FERC “Fix-It” conference scheduled for July 23

Swett said FERC will hold a conference call on July 23 to identify flaws in PJM’s governance process and solutions to address them. “It’s going to be a record-setting work session looking toward actionable change,” he said, with attendees including PJM board members and invited CEOs, investors, state regulators, consumer advocates and transmission experts from other RTOs “to offer honest, concrete proposals for reform,” Swett said. “This will not be another airing of grievances.”

PJM “appreciates” Swett’s interest in the grid operator’s stakeholder process, spokesman Jeffrey Shields said. “We look forward to participating in the next technical conference and continuing our work to strengthen the reliability of the network [and] … get the next generation online as soon as possible,” Shields said in a media response.

The PJM Power Providers Group, which represents independent power producers, also appreciates Swett’s comments, said Glen Thomas, its president. The group “does not believe PJM’s stakeholder process is fundamentally broken; however, there is certainly always room for improvement,” he told industry publication Utility Dive.

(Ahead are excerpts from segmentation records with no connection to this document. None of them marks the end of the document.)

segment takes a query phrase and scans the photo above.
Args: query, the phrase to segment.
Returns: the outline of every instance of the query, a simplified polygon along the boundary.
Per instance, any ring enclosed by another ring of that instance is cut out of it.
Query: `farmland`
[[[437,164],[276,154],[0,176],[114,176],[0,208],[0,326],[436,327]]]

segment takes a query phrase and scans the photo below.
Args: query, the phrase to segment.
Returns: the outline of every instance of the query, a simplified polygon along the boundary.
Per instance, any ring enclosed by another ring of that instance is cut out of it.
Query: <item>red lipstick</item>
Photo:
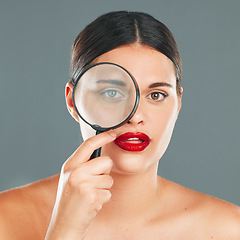
[[[150,143],[151,139],[145,133],[126,132],[118,136],[114,143],[126,151],[139,152],[143,151]]]

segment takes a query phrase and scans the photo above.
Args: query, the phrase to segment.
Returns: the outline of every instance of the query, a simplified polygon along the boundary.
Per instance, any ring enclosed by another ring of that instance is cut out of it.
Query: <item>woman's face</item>
[[[176,91],[176,75],[172,61],[148,46],[132,44],[104,53],[94,61],[99,62],[112,62],[127,69],[135,78],[140,90],[140,102],[134,116],[128,123],[113,130],[117,137],[127,132],[140,132],[150,138],[149,144],[146,144],[147,147],[143,150],[134,148],[134,144],[137,146],[144,140],[130,138],[124,139],[123,145],[133,148],[122,148],[121,143],[112,142],[103,146],[102,155],[112,158],[113,171],[116,172],[133,174],[148,169],[156,171],[158,161],[171,139],[181,108],[181,97]],[[95,131],[86,123],[80,121],[80,126],[84,140],[94,135]]]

On a larger scale, PJM is exploring further changes in how it manages the wholesale electricity market in light of growing data center demand and other challenges. A report issued by the company outlines three general frameworks for developing permanent solutions. “The choices embedded in these paths involve genuine trade-offs,” the report states, “and these … uniquely affect different stakeholders.”

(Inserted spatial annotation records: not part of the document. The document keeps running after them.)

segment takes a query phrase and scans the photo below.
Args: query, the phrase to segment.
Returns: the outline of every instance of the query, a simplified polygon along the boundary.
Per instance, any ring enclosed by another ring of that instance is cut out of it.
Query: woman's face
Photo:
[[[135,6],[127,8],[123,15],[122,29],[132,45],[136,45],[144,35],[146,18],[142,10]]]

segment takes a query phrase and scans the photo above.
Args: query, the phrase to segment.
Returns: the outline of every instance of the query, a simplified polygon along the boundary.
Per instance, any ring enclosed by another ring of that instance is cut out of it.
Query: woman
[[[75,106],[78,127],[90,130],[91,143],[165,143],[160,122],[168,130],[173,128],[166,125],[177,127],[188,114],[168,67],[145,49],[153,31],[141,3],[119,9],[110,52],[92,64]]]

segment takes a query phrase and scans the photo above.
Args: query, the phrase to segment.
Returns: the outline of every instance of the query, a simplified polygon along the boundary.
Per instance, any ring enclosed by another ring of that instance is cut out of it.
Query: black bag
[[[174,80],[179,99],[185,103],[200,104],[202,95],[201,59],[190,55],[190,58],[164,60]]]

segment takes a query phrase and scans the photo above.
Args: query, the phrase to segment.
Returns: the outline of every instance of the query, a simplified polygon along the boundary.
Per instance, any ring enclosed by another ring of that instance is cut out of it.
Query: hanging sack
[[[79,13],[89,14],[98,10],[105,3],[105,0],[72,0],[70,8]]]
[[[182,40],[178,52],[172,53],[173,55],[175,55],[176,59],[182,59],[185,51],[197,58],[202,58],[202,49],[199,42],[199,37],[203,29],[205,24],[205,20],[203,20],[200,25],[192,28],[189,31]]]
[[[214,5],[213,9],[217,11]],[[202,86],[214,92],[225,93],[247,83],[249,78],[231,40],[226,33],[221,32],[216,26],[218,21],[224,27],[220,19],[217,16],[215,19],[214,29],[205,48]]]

PJM says the framework proposals are intended to start conversations with stakeholders about the best approach to rectify a situation that the network operator’s president and CEO, David Mills, calls “unsustainable” and demands a quick and well-thought-out solution.

“This is a generational challenge that no one organization, state or industry can solve alone,” Shields said after the Maryland governor’s speech. “Coordination will be needed between policymakers, grid operators, utilities, generators and large energy users to help evolve the grid at the speed and scale that this moment demands,” he said.

The changes may not come soon enough for large utilities like Columbus, Ohio-based American Electric Power Co. During its first-quarter earnings call in early May, Chairman, President and CEO Bill Fehrman told investors that concerns about PJM’s ability to speed up a solution to the many challenges in the electricity market could force his company to end its membership in the grid.

“If something isn’t done now, I expect we could still be having these same conversations 10 years from now,” Fehrman said. “The PJM market did very well when supply exceeded demand; we’re in a very different time now.”